San José.- Sin importar la razón de su visita a los servicios de salud de atención primaria es posible que el funcionario de medicina, psicología, trabajo social y o enfermería le haga unas preguntas sobre la cantidad y frecuencia de las bebidas alcohólicas consumidas por semana.

Esto ocurrirá dentro de una charla franca, confidencial, amistosa, con todo el respeto correspondiente a un escenario de salud, y de empatía con el objetivo de acompañar a la persona a determinar si la bebida se ha convertido en riesgo para sí misma o los demás a su alrededor.

El riesgo se refiere al tipo de consumo de alcohol con consecuencias perjudiciales para la salud, física o mental del bebedor o de los miembros de la familia o la comunidad.

Las preguntas que surjan en la charla pueden ser como las siguientes: ¿Con qué frecuencia consume alguna bebida alcohólica? ¿Cuántas bebidas toma en un día normal? ¿Con qué frecuencia en el último año ha necesitado beber en ayunas para recuperarse de haber bebido mucho el día anterior? ¿Con qué frecuencia en el último año no ha podido recordar lo que sucedió la noche anterior porque había estado bebiendo?

El propósito de la entrevista es constructivo, jamás la intención es juzgar ni regañar a la persona, sino explorar en una conversación breve sobre si es posible que haya algún riesgo asociado a la bebida en este momento de su vida.

Para eso se usa un cuestionario especialmente diseñado y recomendado por la Organización Panamericana de la Salud, donde preguntan sobre las cantidades tomadas, las veces que lo hace en la semana y si ha habido alguna consecuencia alrededor de eso.

Relatar la experiencia puede ayudar a determinar el riesgo más allá de la cantidad de consumo. Por ejemplo, si ha chocado bajo los efectos del alcohol, ha entrado en pleitos o si alguna persona cercana ya le ha dicho que su comportamiento cuando bebe es mucho menos amistoso que cuando no lo hace lo que podría ser un signo de riesgo.

Luego de esa conversación, con base en una tabla de resultados, se informa a la persona si puede estar en un riesgo bajo, alto o dependiente de la bebida.
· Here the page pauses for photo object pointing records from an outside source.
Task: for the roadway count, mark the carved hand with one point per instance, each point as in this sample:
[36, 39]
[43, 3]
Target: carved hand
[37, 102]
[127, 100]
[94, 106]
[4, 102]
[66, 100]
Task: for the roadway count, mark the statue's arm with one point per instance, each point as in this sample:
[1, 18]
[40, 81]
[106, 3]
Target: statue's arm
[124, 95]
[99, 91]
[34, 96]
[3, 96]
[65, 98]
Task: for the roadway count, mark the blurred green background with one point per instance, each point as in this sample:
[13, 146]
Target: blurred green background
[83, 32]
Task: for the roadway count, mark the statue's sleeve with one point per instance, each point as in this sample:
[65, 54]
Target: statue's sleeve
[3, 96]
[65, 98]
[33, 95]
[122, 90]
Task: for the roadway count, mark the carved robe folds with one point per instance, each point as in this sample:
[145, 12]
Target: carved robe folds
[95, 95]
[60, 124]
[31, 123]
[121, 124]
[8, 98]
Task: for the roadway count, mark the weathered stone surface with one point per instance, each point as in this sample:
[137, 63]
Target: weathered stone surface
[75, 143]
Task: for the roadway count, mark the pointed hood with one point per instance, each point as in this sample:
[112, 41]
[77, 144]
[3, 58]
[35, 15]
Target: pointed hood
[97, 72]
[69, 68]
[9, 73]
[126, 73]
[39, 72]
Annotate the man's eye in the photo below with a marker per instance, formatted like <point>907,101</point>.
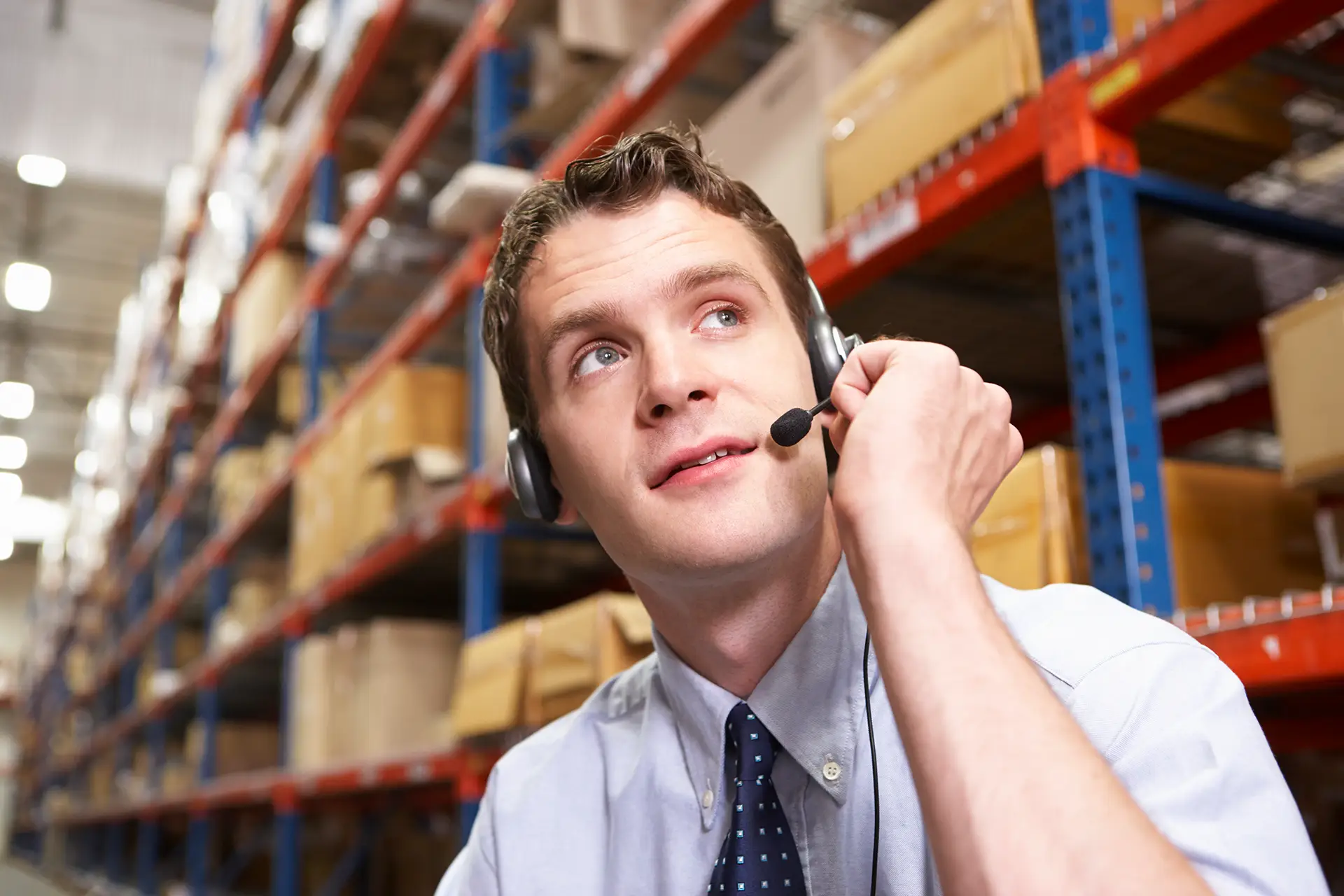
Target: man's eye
<point>722,318</point>
<point>597,359</point>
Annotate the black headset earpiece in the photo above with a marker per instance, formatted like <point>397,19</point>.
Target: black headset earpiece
<point>827,346</point>
<point>530,470</point>
<point>530,477</point>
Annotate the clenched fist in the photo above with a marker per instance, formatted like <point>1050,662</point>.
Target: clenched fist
<point>923,440</point>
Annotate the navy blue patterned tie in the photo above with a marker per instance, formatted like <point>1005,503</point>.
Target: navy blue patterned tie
<point>758,855</point>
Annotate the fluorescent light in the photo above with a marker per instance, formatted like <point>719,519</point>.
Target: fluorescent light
<point>35,520</point>
<point>15,400</point>
<point>14,453</point>
<point>106,501</point>
<point>86,464</point>
<point>42,171</point>
<point>11,488</point>
<point>105,412</point>
<point>27,286</point>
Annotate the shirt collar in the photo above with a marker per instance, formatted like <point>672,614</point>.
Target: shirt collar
<point>811,700</point>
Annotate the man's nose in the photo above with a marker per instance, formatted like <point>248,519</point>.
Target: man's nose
<point>673,382</point>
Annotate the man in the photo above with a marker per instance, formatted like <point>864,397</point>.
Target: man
<point>645,317</point>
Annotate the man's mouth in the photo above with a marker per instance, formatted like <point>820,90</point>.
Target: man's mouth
<point>706,460</point>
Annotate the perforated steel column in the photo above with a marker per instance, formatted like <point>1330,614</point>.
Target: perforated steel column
<point>1110,377</point>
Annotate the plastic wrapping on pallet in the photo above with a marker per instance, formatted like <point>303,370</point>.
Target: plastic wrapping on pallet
<point>477,197</point>
<point>182,202</point>
<point>1306,371</point>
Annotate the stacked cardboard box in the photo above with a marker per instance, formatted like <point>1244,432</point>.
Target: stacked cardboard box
<point>100,782</point>
<point>346,496</point>
<point>260,307</point>
<point>153,681</point>
<point>960,64</point>
<point>534,671</point>
<point>1306,370</point>
<point>309,719</point>
<point>292,386</point>
<point>772,133</point>
<point>238,475</point>
<point>80,669</point>
<point>1233,532</point>
<point>239,747</point>
<point>258,589</point>
<point>371,691</point>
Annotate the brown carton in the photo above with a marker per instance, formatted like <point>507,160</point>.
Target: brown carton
<point>584,644</point>
<point>489,692</point>
<point>409,673</point>
<point>1234,532</point>
<point>1306,371</point>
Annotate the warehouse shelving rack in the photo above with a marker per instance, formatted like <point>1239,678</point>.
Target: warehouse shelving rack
<point>1073,139</point>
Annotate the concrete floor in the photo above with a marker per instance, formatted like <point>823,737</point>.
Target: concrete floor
<point>17,881</point>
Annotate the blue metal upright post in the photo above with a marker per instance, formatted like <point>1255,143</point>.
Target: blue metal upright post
<point>498,94</point>
<point>1107,328</point>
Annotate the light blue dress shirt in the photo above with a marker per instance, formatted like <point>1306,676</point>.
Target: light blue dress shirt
<point>628,794</point>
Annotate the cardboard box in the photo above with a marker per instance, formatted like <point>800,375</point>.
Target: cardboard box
<point>239,747</point>
<point>562,83</point>
<point>80,669</point>
<point>958,64</point>
<point>238,476</point>
<point>311,710</point>
<point>772,133</point>
<point>1234,532</point>
<point>489,694</point>
<point>407,682</point>
<point>350,678</point>
<point>274,454</point>
<point>100,782</point>
<point>413,407</point>
<point>613,29</point>
<point>292,387</point>
<point>584,644</point>
<point>953,66</point>
<point>260,307</point>
<point>397,489</point>
<point>1306,371</point>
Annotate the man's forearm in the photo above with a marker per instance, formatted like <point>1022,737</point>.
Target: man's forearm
<point>1015,798</point>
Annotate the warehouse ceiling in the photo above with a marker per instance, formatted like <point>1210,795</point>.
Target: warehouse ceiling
<point>108,86</point>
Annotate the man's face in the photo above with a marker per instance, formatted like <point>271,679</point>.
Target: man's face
<point>659,337</point>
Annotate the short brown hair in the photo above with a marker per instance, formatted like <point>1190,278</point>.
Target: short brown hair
<point>635,171</point>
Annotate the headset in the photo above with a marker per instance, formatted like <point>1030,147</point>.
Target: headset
<point>530,469</point>
<point>530,479</point>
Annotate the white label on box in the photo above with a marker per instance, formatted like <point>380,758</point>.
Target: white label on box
<point>901,219</point>
<point>645,73</point>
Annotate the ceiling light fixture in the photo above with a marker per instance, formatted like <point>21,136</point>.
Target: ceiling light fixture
<point>14,453</point>
<point>42,171</point>
<point>27,288</point>
<point>11,488</point>
<point>15,400</point>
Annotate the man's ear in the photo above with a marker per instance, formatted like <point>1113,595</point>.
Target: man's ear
<point>569,516</point>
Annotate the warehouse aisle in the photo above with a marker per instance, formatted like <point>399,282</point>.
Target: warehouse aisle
<point>17,881</point>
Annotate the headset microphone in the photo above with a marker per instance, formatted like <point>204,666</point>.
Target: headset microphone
<point>793,425</point>
<point>530,470</point>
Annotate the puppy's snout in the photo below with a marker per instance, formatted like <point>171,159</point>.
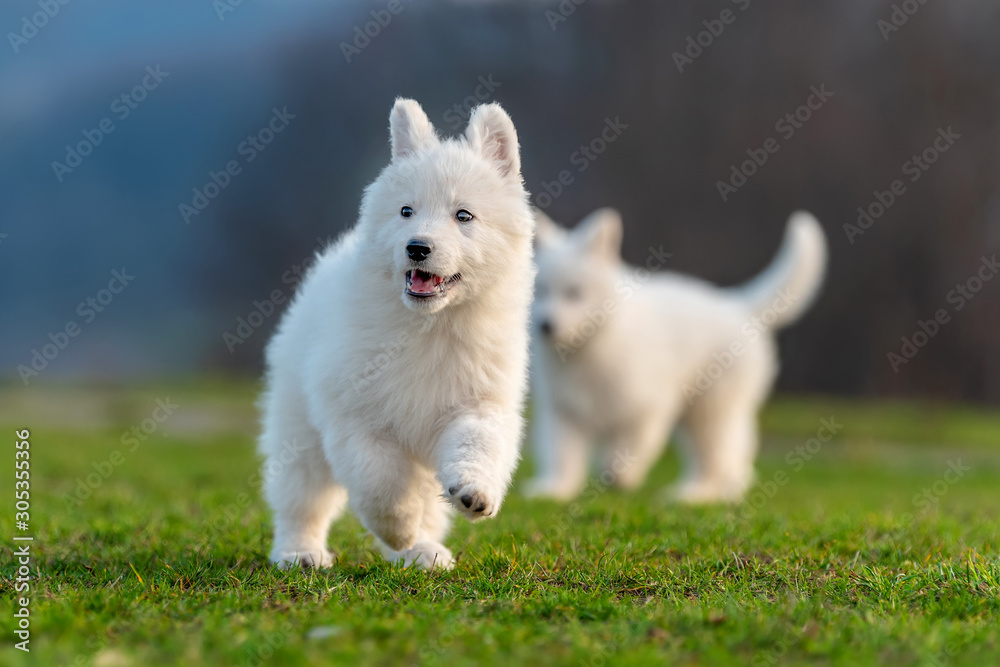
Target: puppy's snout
<point>418,250</point>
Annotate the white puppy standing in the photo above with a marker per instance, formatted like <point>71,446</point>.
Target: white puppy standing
<point>396,379</point>
<point>621,356</point>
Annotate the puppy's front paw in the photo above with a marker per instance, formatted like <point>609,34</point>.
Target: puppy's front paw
<point>316,558</point>
<point>472,494</point>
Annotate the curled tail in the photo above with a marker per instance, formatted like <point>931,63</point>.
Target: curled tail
<point>791,282</point>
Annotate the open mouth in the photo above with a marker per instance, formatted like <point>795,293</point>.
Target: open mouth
<point>422,285</point>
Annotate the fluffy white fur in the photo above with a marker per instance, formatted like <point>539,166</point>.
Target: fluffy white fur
<point>622,355</point>
<point>405,407</point>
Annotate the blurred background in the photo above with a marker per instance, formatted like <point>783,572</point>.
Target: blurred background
<point>204,151</point>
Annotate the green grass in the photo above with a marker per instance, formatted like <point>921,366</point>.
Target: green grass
<point>842,563</point>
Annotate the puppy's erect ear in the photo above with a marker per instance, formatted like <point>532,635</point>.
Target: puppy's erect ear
<point>410,129</point>
<point>547,232</point>
<point>491,131</point>
<point>601,233</point>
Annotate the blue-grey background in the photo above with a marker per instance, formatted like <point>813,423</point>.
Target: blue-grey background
<point>560,80</point>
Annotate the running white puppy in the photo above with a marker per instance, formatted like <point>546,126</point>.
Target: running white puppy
<point>621,356</point>
<point>398,374</point>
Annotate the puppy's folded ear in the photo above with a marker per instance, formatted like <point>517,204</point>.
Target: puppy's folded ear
<point>601,233</point>
<point>491,131</point>
<point>547,232</point>
<point>409,129</point>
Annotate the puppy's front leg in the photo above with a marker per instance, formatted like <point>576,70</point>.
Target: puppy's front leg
<point>476,458</point>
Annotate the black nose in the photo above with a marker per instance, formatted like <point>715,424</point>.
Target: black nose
<point>418,250</point>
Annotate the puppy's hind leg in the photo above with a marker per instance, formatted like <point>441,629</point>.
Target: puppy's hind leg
<point>722,444</point>
<point>396,501</point>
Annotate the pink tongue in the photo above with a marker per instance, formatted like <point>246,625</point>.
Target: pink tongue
<point>419,285</point>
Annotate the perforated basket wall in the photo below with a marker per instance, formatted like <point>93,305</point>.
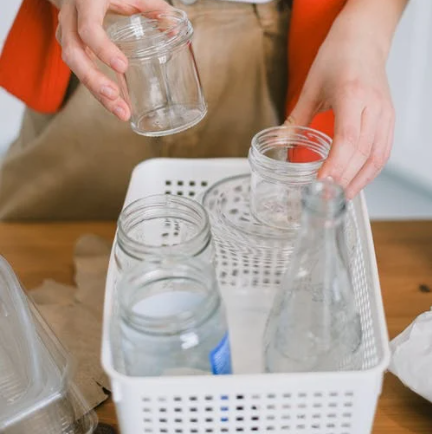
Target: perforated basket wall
<point>321,403</point>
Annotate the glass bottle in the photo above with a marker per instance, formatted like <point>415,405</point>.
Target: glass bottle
<point>283,160</point>
<point>314,324</point>
<point>172,321</point>
<point>161,84</point>
<point>154,227</point>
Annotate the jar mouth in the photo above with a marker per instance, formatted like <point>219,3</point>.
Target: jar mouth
<point>150,33</point>
<point>142,309</point>
<point>164,211</point>
<point>272,149</point>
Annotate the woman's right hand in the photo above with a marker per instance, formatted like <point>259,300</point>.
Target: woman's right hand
<point>83,39</point>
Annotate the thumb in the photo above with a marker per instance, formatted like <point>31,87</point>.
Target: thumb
<point>303,112</point>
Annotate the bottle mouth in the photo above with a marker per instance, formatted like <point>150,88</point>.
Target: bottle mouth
<point>170,298</point>
<point>325,199</point>
<point>150,33</point>
<point>163,225</point>
<point>289,153</point>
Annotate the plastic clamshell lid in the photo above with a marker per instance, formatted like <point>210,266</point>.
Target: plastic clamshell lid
<point>20,369</point>
<point>36,394</point>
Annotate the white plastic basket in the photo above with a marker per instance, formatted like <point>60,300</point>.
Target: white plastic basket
<point>318,403</point>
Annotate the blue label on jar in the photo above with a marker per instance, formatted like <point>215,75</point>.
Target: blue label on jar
<point>220,358</point>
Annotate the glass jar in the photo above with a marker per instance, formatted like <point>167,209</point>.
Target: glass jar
<point>172,321</point>
<point>160,226</point>
<point>161,84</point>
<point>283,160</point>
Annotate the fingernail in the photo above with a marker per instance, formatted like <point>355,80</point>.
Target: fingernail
<point>118,64</point>
<point>290,121</point>
<point>120,112</point>
<point>109,92</point>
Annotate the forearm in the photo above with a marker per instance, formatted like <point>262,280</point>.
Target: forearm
<point>372,20</point>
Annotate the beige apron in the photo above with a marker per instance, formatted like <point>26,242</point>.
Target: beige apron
<point>76,164</point>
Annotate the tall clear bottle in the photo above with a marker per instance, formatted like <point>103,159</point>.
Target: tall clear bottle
<point>314,324</point>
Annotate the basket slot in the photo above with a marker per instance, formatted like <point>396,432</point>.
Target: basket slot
<point>319,412</point>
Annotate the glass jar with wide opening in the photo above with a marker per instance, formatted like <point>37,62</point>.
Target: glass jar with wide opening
<point>159,226</point>
<point>161,84</point>
<point>172,321</point>
<point>283,161</point>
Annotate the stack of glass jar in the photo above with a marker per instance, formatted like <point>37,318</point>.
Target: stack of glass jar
<point>255,218</point>
<point>169,317</point>
<point>36,393</point>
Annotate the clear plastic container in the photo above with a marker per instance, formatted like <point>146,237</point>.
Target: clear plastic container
<point>283,160</point>
<point>172,321</point>
<point>36,394</point>
<point>154,227</point>
<point>161,84</point>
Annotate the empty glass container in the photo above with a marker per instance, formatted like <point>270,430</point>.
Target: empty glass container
<point>161,84</point>
<point>36,391</point>
<point>172,320</point>
<point>283,160</point>
<point>155,227</point>
<point>314,324</point>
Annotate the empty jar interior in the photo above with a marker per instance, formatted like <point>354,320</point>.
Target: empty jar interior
<point>283,160</point>
<point>150,33</point>
<point>163,225</point>
<point>161,84</point>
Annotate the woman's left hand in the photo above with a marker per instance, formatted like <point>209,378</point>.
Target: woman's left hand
<point>349,77</point>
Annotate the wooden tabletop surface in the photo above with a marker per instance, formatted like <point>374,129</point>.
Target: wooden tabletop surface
<point>404,252</point>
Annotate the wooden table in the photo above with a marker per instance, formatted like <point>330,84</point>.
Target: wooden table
<point>404,252</point>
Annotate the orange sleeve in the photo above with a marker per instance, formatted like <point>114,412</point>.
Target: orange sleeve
<point>31,67</point>
<point>311,20</point>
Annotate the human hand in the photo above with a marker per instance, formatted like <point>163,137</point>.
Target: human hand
<point>349,77</point>
<point>83,39</point>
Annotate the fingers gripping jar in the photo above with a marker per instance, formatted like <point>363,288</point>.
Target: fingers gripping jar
<point>161,85</point>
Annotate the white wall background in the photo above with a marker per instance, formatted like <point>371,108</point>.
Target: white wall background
<point>410,75</point>
<point>10,109</point>
<point>409,172</point>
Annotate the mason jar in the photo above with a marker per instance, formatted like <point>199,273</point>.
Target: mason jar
<point>283,160</point>
<point>172,321</point>
<point>161,85</point>
<point>159,226</point>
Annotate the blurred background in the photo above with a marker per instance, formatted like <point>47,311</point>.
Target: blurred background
<point>404,189</point>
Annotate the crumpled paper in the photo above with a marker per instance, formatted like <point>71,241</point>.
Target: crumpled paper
<point>75,315</point>
<point>412,356</point>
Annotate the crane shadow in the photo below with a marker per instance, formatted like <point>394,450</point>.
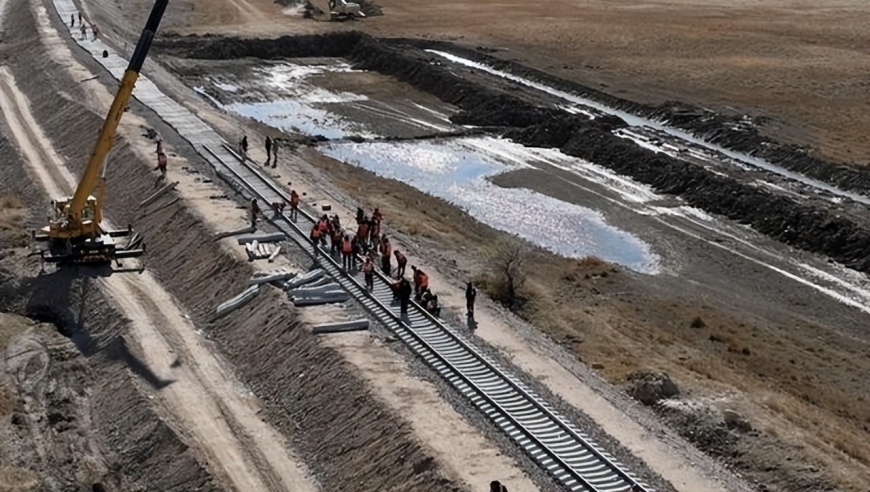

Luego de eso el profesional de atención primaria informa acerca de los posibles efectos perjudiciales del consumo y la importancia de reducir la ingesta y el asesoramiento sobre cómo reducir el consumo.

La entrevista busca incentivar un plan personal para ayudar a reducir el consumo de alcohol con medidas prácticas como comer antes y durante se bebe, tomar bebidas sin alcohol entre un trago y otro o dejar el baso en la mesa entre sorbo y sorbo.

En general es importante dar a conocer que consumir más de dos bebidas al día durante largos períodos puede causar cáncer, enfermedad hepática, depresión y dependencia de alcohol (alcoholismo).

Afortunadamente la mayoría de la gente puede parar o reducir su consumo de alcohol si deciden hacerlo y trabajan duro para cambiar sus hábitos de consumo. Algunos de ellos necesitan acompañamiento y para eso puede haber referencias a ser tratados en el servicio de salud de la CCSS especializados en tratar a personas con adicciones.

Modelo de intervención avanza gradualmente

En esta propuesta participó un equipo interdisciplinario formado por el Programa de Normalización a la Atención de las Adicciones, el Área de Atención Integral a las Personas y tres unidades de gran impacto en la vida institucional: la Coordinación Nacional de Enfermería, la de Trabajo Social y la de Psicología.

Oficialmente el lineamiento para la detección y la intervención breve del consumo de alcohol y tabaco en la atención primaria está en fase de implementación. Se han capacitado 1 155 funcionarios y la divulgación interna y capacitación continua de manera permanente hasta que se complete el primer nivel de atención en su totalidad.

Este modelo ya se ha probado con éxito internacional porque se ha demostrado su efecto, son acciones fáciles de realizar con personal entrenado y son formas ideales para implementar en la atención primaria, desde la promoción de la salud y la prevención de una variedad de enfermedades.

Según la Organización Mundial de la Salud la atención en comunidad está en posición privilegiada para identificar e intervenir pacientes cuyo consumo es de riesgo o perjudicial para su salud y por eso los funcionarios de atención primaria pueden jugar un papel esencial para lograr que pacientes con dependencia de alcohol inicien tratamiento.

Según el modelo los pacientes tienen confianza en la experiencia de los profesionales sanitarios y esperan que ellos estén interesados en los efectos de la bebida sobre la salud y por eso la información dada por los profesionales sanitarios es a menudo crucial en el abordaje de la enfermedad y en su prevención.